Premigrating Business Automation Insights data to OpenSearch

Premigration is an optional step that is recommended for migrating a high volume of data. Premigration reduces Business Automation Insights downtime as it can be run before you upgrade a CP4BA deployment. Premigration can be run while a CP4BA deployment is running.

Before you begin

Make sure that you completed steps 1 to 6 in Installing OpenSearch and migrating Elasticsearch data.

About this task

It is recommended to test document migration in a batch of between 100,000 and 500,000. Then use this insight to calculate how long it should take to migrate all of your data given the throughput of your test. Depending on the time, you can decide whether you want to split the premigration of data into multiple batches with the premigration procedures. The time that it takes to complete the migration is related to the volume of data and the performance of the resources (CPU, memory, network, disk).

You have three strategies to choose from. The choice of which strategy to take depends on the evaluated migration time and whether the duration exceeds the acceptable downtime for Business Automation Insights.
Strategy 1: Migration without premigration

If document volumes are low, all indexes can be migrated without running the premigration procedures before Business Automation Insights is shut down.

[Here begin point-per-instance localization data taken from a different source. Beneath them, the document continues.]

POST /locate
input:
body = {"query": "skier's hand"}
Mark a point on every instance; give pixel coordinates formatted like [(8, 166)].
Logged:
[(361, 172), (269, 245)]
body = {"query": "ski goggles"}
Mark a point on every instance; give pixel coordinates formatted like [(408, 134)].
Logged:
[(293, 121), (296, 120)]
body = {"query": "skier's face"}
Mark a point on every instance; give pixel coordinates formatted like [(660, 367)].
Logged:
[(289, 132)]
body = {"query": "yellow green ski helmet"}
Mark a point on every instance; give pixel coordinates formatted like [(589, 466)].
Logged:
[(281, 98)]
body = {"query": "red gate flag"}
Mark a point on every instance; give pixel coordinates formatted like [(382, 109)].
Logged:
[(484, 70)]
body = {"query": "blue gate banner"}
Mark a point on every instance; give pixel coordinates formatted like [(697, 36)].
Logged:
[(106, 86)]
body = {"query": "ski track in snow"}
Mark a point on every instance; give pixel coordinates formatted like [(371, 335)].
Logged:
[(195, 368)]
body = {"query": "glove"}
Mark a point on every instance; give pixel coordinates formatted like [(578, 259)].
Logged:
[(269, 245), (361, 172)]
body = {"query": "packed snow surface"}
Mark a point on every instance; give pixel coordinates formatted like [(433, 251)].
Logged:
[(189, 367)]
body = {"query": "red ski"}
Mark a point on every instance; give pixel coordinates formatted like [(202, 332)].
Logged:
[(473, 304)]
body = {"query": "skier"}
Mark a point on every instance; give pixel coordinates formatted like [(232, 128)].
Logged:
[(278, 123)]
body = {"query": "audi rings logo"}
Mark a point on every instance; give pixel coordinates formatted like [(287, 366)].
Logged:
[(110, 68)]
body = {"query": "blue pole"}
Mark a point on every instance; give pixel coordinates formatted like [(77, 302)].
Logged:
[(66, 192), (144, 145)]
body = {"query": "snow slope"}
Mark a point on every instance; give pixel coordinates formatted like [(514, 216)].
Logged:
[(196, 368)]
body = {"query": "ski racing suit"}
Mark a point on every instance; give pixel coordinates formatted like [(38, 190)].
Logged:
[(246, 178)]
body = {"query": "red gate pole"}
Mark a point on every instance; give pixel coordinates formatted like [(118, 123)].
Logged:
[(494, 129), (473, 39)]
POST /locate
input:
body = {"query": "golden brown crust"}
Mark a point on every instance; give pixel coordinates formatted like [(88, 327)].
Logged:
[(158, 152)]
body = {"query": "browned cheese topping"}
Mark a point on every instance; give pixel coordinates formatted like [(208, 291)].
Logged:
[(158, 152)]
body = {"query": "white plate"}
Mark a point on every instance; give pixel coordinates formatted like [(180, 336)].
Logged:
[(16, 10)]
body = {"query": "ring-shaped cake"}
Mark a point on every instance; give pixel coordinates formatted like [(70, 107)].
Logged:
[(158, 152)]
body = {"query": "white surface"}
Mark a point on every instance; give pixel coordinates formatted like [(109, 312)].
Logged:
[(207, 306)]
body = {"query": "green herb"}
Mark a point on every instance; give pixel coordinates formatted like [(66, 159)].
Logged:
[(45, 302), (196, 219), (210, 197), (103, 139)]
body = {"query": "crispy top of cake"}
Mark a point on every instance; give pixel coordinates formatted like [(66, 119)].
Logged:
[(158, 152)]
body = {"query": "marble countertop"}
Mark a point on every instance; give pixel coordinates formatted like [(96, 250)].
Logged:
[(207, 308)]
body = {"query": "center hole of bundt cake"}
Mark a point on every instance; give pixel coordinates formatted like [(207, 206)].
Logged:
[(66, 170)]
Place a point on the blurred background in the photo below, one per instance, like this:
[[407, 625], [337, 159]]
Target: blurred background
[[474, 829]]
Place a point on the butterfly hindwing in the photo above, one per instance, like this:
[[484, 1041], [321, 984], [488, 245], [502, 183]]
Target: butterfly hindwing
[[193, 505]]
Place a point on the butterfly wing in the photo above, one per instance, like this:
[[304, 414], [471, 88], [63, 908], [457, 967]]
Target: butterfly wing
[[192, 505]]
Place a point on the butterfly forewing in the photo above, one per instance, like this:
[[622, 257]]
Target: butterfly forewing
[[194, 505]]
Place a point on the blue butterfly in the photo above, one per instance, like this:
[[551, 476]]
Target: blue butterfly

Strategy 2: Migration with premigration in one batch
If data volumes allow for the container to process it in one batch, you can migrate your immutable documents in one go by running the es-os-migration-script.sh script on all premigration indexes at once. Shut down Business Automation Insights, and then migrate the remaining documents.
Strategy 3: Migration with premigration in multiple batches
 If data volumes are large, it is necessary to split into multiple migration executions by using the premigration procedures. You can migrate your immutable documents in chunks by running multiple batches of the es-os-migration-script.sh script on the premigration indexes. Shut down Business Automation Insights, and then migrate the remaining documents.
Note: Running the premigration procedures with multiple batches gives the chance to back up the migrated data, and take maintenance actions on the cluster between cycles.

The following diagram shows the three strategies that you can choose. It highlights the volume of Elasticsearch (ES) immutable documents that can be transferred to OpenSearch (OS) in green while event processing remains online (premigration). All three strategies require Business Automation Insights to be shut down to be able to migrate the mutable documents offline, as indicated by the red arrow. Strategy 1 migrates all the documents while Business Automation Insights is offline

Migration strategies 1 to 3
The following table shows the options to run the es-os-migration-script.sh script and its description.
Options Description
-dryrun List of indexes of Elasticsearch and displays the dry-run steps.
-doc_count List all indexes of Elasticsearch and OpenSearch with document count, and exit.
-include=<comma separated indices> List of indexes to include.
-exclude=<comma separated indices> List of indexes to exclude.
-include_regex=<regex pattern> List of regex patterns to include indexes.
-exclude_regex=<regex pattern> List of regex patterns to exclude indexes.
-startdate=<start date> Start date for data migration (format: 'YYYY-MM-DDTHH:MM:SS')
-enddate=<end date> End date for data migration (format: 'YYYY-MM-DDTHH:MM:SS')
-timestamp_key=<name> Key for date values (default: 'timestamp')
-delete Delete OpenSearch indexes
logfile Optional: Log file to save the migration summary.
--help Displays usage details.

Procedure

  1. Run the following command to display the list of indexes available for premigration. If you plan to do the premigration then you must ensure that all premigration indexes are migrated for documents up until the premigration end time.
    curl -X GET -u ${ELASTIC_USERNAME}:${ELASTIC_PASSWORD} --insecure "${ELASTICSEARCH_URL}/_cat/indices?v&s=docs.count:desc,index" | grep -v -e "store" -e "pfs" -e "active"
  2. Set the premigration end time to a time before the start of the premigration. You might want to pick 00:00 on the prior day to avoid any time zone mistakes.
    export PREMIGRATION_END_DATE=2024-06-30T00:00:00
  3. It is recommended to test the migration on one or a few indexes whose document count adds up to the range of 100,000 to 500,000.
    1. Change the directory to the migration folder under cert-kubernetes/scripts.
      cd cpfs/migration
    2. Run the following command.
      ./es-os-migration-script.sh -enddate=$PREMIGRATION_END_DATE -include=<index1>,<index2>

      Where <index1>, <index2> are the list of indexes from step 1 whose documents add up to between 100,000 and 500,000.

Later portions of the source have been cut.